In the fiscal year just ended, the sheriff’s department was budgeted to receive $208,780 from the county for utilities, rent, insurance, supplies, training and ammunition as well as salaries for court security, the bookkeeper and secretary.
That amount is 51 percent of the county taxes for last year.
The county budget also pays for security at the superior and probate courts. In Franklin County, the sheriff also provides security for the district court under a state contract.
Under statute the county must pay for several expenses connected to the sheriff’s office, including office space, telephone service, training, matching funds for grants, and “law enforcement equipment, supplies, insurance and funds for maintaining and operating such equipment as the assistant judges consider necessary to ensure that the department operates in a safe, accountable and professional manner.” The county must also provide “reasonable” bookkeeping and secretarial services.
However, the statute also states that any work done on contracts must be paid for from contract revenues, referring specifically to “salaries, equipment and other funds necessary to carry out that contract.”
Interpretation of the statute is left to the assistant judges, according to Marcoux, who offered as an example the salary for bookkeepers and secretarial services. In some counties, the county pays for the entire salary, in others the assistant judges insist on only paying a portion of those salaries.

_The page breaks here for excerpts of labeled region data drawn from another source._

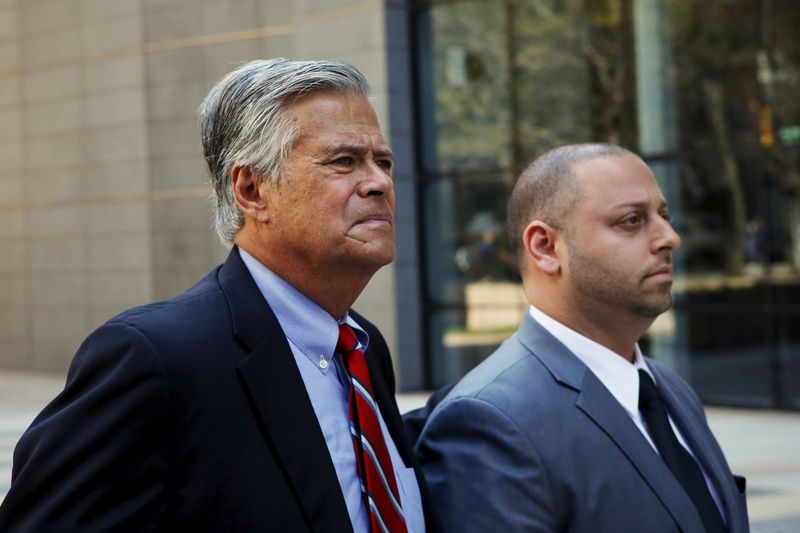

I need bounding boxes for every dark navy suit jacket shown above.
[408,313,749,533]
[0,249,435,533]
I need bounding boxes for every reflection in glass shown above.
[417,0,800,408]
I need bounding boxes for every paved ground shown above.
[0,370,800,533]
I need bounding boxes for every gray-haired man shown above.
[0,59,438,532]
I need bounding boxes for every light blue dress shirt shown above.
[239,249,425,533]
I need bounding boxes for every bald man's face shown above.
[562,156,680,318]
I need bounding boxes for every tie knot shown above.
[336,324,358,355]
[639,369,661,407]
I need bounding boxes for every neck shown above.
[528,291,652,363]
[236,238,374,320]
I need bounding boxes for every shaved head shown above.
[508,143,639,261]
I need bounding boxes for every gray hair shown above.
[508,143,639,261]
[198,59,370,244]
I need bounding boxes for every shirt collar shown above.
[529,305,655,417]
[239,248,369,374]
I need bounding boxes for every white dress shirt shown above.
[239,248,425,533]
[529,305,725,518]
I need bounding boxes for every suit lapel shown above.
[219,248,352,533]
[518,313,703,531]
[576,376,703,531]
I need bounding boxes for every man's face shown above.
[262,93,395,272]
[565,156,680,320]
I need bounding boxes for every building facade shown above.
[0,0,800,409]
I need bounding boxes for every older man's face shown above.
[265,93,395,274]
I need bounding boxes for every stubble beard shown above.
[567,242,672,319]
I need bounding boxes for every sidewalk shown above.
[0,370,800,533]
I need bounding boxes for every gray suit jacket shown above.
[416,313,749,533]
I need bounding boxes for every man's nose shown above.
[358,161,394,196]
[653,217,681,252]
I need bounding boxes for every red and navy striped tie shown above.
[336,324,407,533]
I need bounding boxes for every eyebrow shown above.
[319,143,393,159]
[611,198,669,209]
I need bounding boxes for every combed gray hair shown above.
[508,143,639,261]
[198,58,370,244]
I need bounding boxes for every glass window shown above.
[415,0,800,407]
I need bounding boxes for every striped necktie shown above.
[336,324,406,533]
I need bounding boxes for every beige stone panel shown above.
[0,76,22,106]
[0,273,28,309]
[154,266,211,300]
[31,237,88,272]
[29,337,83,374]
[0,308,28,339]
[31,330,87,373]
[151,197,211,230]
[0,338,31,368]
[83,157,150,201]
[81,13,142,57]
[145,46,205,84]
[198,0,260,34]
[259,34,299,58]
[150,119,202,157]
[86,87,147,128]
[86,124,147,165]
[151,153,211,190]
[89,235,151,271]
[83,56,144,94]
[0,241,30,275]
[0,177,25,209]
[25,166,84,205]
[0,141,25,177]
[22,27,84,68]
[294,0,370,16]
[79,0,141,21]
[198,39,262,82]
[0,211,25,240]
[32,302,88,340]
[89,269,153,308]
[31,271,88,308]
[296,9,385,58]
[147,81,211,121]
[253,1,296,27]
[26,98,83,137]
[0,106,22,143]
[86,199,150,235]
[25,133,83,169]
[206,229,231,264]
[145,2,205,43]
[0,5,19,43]
[28,206,86,239]
[87,305,132,326]
[143,0,198,10]
[0,41,20,74]
[19,0,81,35]
[22,64,82,102]
[154,228,209,273]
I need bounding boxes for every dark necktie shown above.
[639,370,727,533]
[336,324,406,533]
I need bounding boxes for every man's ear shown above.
[522,220,561,275]
[231,163,269,222]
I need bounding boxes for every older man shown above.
[412,144,748,533]
[0,59,426,532]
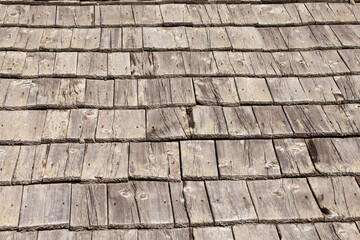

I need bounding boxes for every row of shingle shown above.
[0,104,360,144]
[0,2,360,27]
[0,49,360,78]
[0,75,360,109]
[0,25,360,52]
[0,176,360,229]
[0,222,360,240]
[0,138,360,185]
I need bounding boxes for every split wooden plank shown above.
[37,229,91,240]
[266,78,308,104]
[0,186,23,230]
[139,228,191,240]
[323,105,360,135]
[299,77,344,103]
[193,227,234,240]
[43,143,85,182]
[53,52,78,76]
[3,79,32,108]
[278,223,320,240]
[307,138,360,174]
[132,5,163,25]
[284,105,335,135]
[96,110,145,140]
[315,222,360,240]
[114,79,138,108]
[169,182,189,227]
[160,4,192,25]
[334,75,360,101]
[143,27,189,50]
[233,223,280,240]
[85,79,114,107]
[122,27,143,50]
[56,5,98,27]
[248,178,323,221]
[76,52,108,77]
[100,5,135,26]
[253,106,293,136]
[0,146,20,185]
[40,28,73,49]
[66,109,99,142]
[223,106,261,137]
[81,143,129,182]
[180,140,218,179]
[70,184,108,229]
[129,142,181,181]
[146,108,190,139]
[91,229,138,240]
[274,138,316,176]
[193,78,239,106]
[107,182,140,228]
[183,181,213,226]
[235,77,273,104]
[0,110,46,143]
[206,181,257,224]
[216,140,281,179]
[41,110,70,141]
[19,184,71,229]
[134,181,174,228]
[309,176,360,220]
[190,106,228,138]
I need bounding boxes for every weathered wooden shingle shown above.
[248,178,322,221]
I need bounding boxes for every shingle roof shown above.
[0,0,360,240]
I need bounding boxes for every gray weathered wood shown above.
[0,146,20,185]
[315,222,360,240]
[0,111,46,143]
[85,79,114,107]
[180,140,218,179]
[235,78,273,103]
[19,184,71,229]
[91,229,138,240]
[114,79,138,108]
[194,78,239,105]
[274,138,316,176]
[134,181,174,227]
[138,228,191,240]
[278,223,320,240]
[96,110,145,140]
[309,176,360,220]
[190,106,228,137]
[41,110,70,141]
[81,143,129,182]
[334,76,360,100]
[233,223,280,240]
[223,106,261,137]
[129,142,181,181]
[70,184,108,228]
[183,181,213,226]
[248,178,322,221]
[206,181,257,224]
[67,109,99,142]
[253,106,293,136]
[146,108,190,139]
[266,78,308,104]
[169,182,189,227]
[0,186,23,229]
[43,143,85,182]
[216,140,281,179]
[193,227,234,240]
[284,105,335,135]
[107,182,140,228]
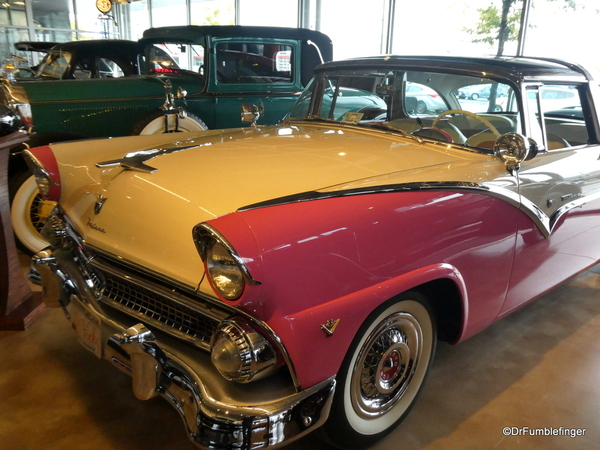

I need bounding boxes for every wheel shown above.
[323,292,437,449]
[131,109,208,135]
[10,173,56,253]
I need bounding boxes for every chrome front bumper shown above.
[32,250,335,450]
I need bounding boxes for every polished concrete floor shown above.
[0,265,600,450]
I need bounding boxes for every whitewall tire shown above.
[323,292,437,449]
[10,176,56,253]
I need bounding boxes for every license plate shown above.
[71,303,102,358]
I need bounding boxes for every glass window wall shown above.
[190,0,235,25]
[239,0,298,27]
[523,0,600,71]
[150,0,188,27]
[0,0,600,77]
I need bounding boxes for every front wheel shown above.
[131,109,208,135]
[323,292,437,449]
[10,173,56,253]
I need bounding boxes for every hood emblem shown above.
[87,217,106,233]
[321,319,340,337]
[94,194,107,215]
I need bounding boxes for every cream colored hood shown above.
[53,126,490,286]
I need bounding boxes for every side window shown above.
[148,43,204,75]
[216,42,294,84]
[539,85,589,150]
[73,58,92,80]
[98,58,125,78]
[39,51,72,80]
[454,83,515,113]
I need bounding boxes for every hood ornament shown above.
[96,144,200,173]
[94,194,107,215]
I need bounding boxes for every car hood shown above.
[53,126,503,286]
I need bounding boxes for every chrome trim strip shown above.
[237,181,600,239]
[31,96,164,106]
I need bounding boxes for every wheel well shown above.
[415,278,463,342]
[8,132,87,179]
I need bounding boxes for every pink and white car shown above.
[29,56,600,449]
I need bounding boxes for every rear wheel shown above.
[323,292,436,449]
[131,109,208,135]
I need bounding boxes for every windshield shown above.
[287,69,521,149]
[37,50,71,80]
[148,43,204,75]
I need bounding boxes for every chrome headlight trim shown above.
[192,223,260,300]
[210,319,281,383]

“In this county, any contract-related costs are paid by the contract,” Marcoux said, including costs for training patrol officers and equipping patrol cars. He uses a formula to determine how much of the administrative overhead will be charged to the county.
On March 22, the Messenger requested from the Franklin County Sheriff in writing “a detailed accounting of what expenses were billed to Franklin County during FY 2009 and the current fiscal year. If a formula was used to determine what share of various costs was to be billed to the county, please include a copy of that formula.”
Norris said no formula was used to determine what was billed to the county. He pointed to statutory requirements and the county budget to show what expenses were paid by the county.
Asked about the training paid for by the county, Norris said how much training the county pays for is at the discretion of the assistant judges. The statement was made during a meeting to discuss a request by the Messenger for financial documents.
In the fiscal year just ended, the county had budgeted $30,220.59 for training costs for sheriff deputies, of which $5,000 was for courses and $2,000 for ammunition. The rest, $24,031.20 was for training salaries. As of May, the department had spent all of the funds except the ammunition funds.
The training salary expenses for Deputy Edouard Larente totaled $12,538.26. Deputies Dennett, Vaillancourt, Begnoche, and Patnode were also among those paid out of the training salaries budget.
According to a salary report for the calendar year 2009, none of the named employees provided security services at either district or superior court. It is not known if they provided court security during the first six months of 2010.
Similarly, the sheriff’s expenditures on law enforcement supplies matches the amount budgeted by the county. Those expenditures include canine cages at a cost of $1,120 and office chairs for $683, as well as gun shop purchases and other items whose nature was unclear.
While office chairs would fall under the office equipment provision of the statute, it is unclear whether the cages for police dogs and gun shop purchases are appropriate county expenses, given the statutory requirement that costs related to contracts be billed to contracts and the supreme court’s ruling in Stowe. V. Lamoille.
The sheriff also spent $4,000 of county taxes on radio equipment, another equipment expense connected, at least in part, to patrolling.
“If the side judges are agreeing to pay for things, you can’t blame the sheriff,” said the VSA’s Marcoux.